Business Report Economy

SA seeks agriculture boost

Kevin Crowley|Published

Picture: Reuters Picture: Reuters

Johannesburg - South Africa sees opportunities to sell

more of its agricultural produce to the UK under a post-Brexit trade agreement,

Trade and Industry Minister Rob Davies said.

“The UK doesn’t have the sensitivities of some of the

countries from southern Europe that see us as competitors,” Davies said,

referring to wine and fruit.

“In the longer and medium term it may well be that we can

improve our access into the UK market for those products.”

Davies, who spoke in an interview on Tuesday, is in the UK

for talks to ensure that trade isn’t interrupted when the country leaves the

European Union. The Economic Partnership Agreement, signed last year between

the EU and the five-nation Southern African Customs Union, will form a template

for new UK-South Africa trading rules, Davies said.

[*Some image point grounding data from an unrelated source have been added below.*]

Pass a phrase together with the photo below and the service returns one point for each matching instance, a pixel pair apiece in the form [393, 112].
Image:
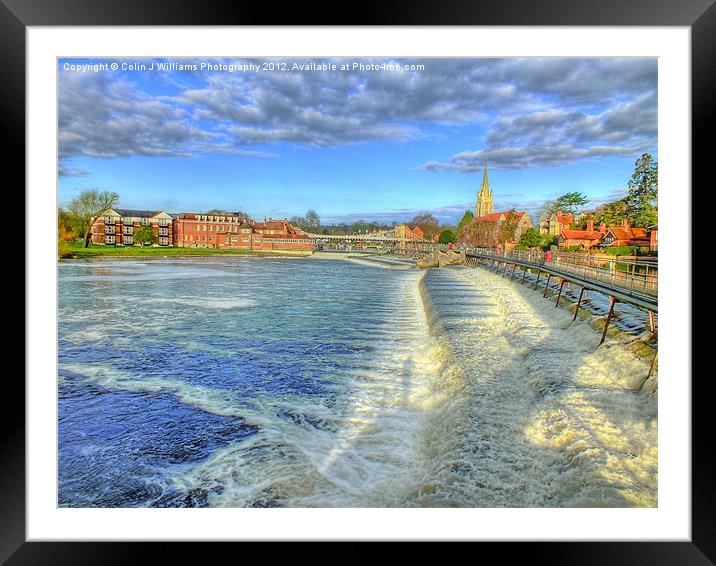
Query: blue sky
[380, 145]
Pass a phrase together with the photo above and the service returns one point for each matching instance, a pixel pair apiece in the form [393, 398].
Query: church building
[484, 211]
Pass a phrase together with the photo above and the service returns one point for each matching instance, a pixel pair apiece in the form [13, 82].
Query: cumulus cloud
[531, 111]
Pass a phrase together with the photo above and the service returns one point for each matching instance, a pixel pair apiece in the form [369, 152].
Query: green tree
[641, 201]
[144, 235]
[464, 221]
[85, 209]
[506, 231]
[612, 213]
[581, 224]
[428, 224]
[531, 239]
[570, 202]
[313, 221]
[446, 237]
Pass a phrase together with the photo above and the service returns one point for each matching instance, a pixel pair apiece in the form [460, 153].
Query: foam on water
[362, 387]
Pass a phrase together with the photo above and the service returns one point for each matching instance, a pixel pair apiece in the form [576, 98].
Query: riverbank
[78, 251]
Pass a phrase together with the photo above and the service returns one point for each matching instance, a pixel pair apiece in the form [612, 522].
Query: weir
[629, 288]
[545, 419]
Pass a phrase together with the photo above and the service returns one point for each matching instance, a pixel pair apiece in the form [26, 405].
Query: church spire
[484, 197]
[485, 183]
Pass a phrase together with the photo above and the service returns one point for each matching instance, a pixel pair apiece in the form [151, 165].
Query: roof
[628, 233]
[497, 216]
[494, 217]
[581, 234]
[136, 213]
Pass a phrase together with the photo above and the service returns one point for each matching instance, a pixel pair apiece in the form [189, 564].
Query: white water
[487, 397]
[476, 392]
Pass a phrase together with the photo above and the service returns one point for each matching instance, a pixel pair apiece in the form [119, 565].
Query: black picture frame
[699, 15]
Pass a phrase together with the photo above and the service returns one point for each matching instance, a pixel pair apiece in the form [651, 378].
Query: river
[269, 382]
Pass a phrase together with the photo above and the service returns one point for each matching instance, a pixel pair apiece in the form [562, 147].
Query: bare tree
[86, 208]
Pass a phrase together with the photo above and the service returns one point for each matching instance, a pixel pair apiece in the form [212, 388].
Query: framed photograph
[395, 281]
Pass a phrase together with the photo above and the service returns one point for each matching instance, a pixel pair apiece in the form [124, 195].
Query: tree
[85, 209]
[144, 235]
[464, 221]
[446, 237]
[641, 201]
[531, 239]
[581, 223]
[612, 213]
[65, 229]
[548, 208]
[428, 224]
[480, 233]
[571, 202]
[311, 222]
[506, 229]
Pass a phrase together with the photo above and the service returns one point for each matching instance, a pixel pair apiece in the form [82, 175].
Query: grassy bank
[77, 251]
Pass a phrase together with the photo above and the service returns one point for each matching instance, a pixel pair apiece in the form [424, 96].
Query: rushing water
[304, 383]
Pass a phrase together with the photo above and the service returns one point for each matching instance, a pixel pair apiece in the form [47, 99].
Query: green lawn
[79, 251]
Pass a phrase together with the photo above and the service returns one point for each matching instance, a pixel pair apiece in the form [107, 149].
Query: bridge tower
[484, 197]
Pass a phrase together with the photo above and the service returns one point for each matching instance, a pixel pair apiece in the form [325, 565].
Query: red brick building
[234, 231]
[585, 239]
[117, 227]
[624, 235]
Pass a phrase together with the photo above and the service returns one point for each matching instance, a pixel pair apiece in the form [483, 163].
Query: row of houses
[607, 236]
[190, 230]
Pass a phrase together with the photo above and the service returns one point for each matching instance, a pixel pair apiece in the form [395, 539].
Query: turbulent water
[307, 383]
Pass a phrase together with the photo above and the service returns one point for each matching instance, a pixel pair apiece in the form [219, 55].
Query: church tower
[484, 197]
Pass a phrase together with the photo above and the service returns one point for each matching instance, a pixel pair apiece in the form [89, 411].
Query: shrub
[622, 250]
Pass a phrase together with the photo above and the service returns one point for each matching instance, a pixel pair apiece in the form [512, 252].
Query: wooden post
[653, 363]
[546, 287]
[612, 300]
[579, 302]
[559, 294]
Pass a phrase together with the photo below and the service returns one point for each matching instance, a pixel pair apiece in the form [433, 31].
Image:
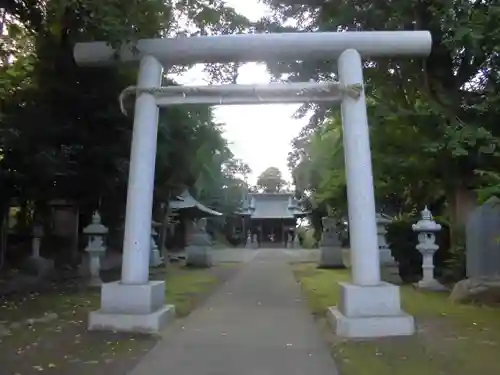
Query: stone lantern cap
[426, 224]
[95, 228]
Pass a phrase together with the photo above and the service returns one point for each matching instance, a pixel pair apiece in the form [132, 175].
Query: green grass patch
[185, 287]
[452, 339]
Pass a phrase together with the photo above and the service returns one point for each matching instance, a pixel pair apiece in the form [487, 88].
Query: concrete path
[256, 324]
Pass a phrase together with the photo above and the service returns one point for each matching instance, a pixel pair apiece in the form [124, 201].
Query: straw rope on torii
[247, 94]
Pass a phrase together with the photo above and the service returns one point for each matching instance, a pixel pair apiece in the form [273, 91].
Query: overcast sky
[260, 135]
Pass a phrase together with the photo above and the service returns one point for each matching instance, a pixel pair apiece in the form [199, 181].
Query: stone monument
[389, 266]
[36, 265]
[296, 241]
[330, 245]
[426, 229]
[198, 251]
[155, 258]
[95, 249]
[482, 254]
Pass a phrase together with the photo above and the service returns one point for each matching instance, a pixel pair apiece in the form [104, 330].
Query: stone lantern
[96, 233]
[426, 229]
[155, 258]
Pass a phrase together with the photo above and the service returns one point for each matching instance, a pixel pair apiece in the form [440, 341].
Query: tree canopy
[433, 128]
[62, 134]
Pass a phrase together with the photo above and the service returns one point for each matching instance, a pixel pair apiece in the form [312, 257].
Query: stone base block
[331, 257]
[137, 323]
[370, 326]
[132, 308]
[369, 312]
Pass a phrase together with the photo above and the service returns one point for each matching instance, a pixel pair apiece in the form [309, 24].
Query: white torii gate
[368, 306]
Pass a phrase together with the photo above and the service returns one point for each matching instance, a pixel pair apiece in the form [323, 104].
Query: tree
[271, 180]
[61, 131]
[431, 121]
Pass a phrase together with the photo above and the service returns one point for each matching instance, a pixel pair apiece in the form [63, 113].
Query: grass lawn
[64, 346]
[452, 339]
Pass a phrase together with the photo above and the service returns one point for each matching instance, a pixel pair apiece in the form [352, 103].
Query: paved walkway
[256, 324]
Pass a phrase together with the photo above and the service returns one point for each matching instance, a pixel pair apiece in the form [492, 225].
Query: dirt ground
[59, 342]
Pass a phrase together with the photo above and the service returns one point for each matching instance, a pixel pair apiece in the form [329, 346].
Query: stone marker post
[330, 246]
[426, 229]
[95, 249]
[199, 249]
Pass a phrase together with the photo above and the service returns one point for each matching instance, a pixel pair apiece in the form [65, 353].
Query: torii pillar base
[132, 308]
[370, 312]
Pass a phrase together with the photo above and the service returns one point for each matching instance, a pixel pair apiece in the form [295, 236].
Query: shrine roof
[272, 206]
[185, 201]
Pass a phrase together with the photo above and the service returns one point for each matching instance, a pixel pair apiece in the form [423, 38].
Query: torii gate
[368, 306]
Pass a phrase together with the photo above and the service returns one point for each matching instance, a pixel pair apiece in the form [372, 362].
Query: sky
[258, 134]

Exports of South African citrus to the EU have been

periodically blocked in recent years due to objections from farm groups in

Spain, which competes with South Africa as a producer of the fruits, who said

they were concerned about the possibility of black-spot disease from South

Africa infecting their trees.

Read also:  Davies seeks to boost exports

South Africa and Spain are major suppliers of oranges and

other citrus fruit globally and the African country is the world’s

seventh-biggest wine producer.

The bulk of the EPA will remain in place but the

countries will have to renegotiate quotas for some products before the Brexit

process is complete, Davies said. “There’s nothing that’s going to require a

huge amount of negotiating effort on both sides.”

The Southern African Customs Union consists of South

Africa, Botswana, Namibia, Lesotho and Swaziland.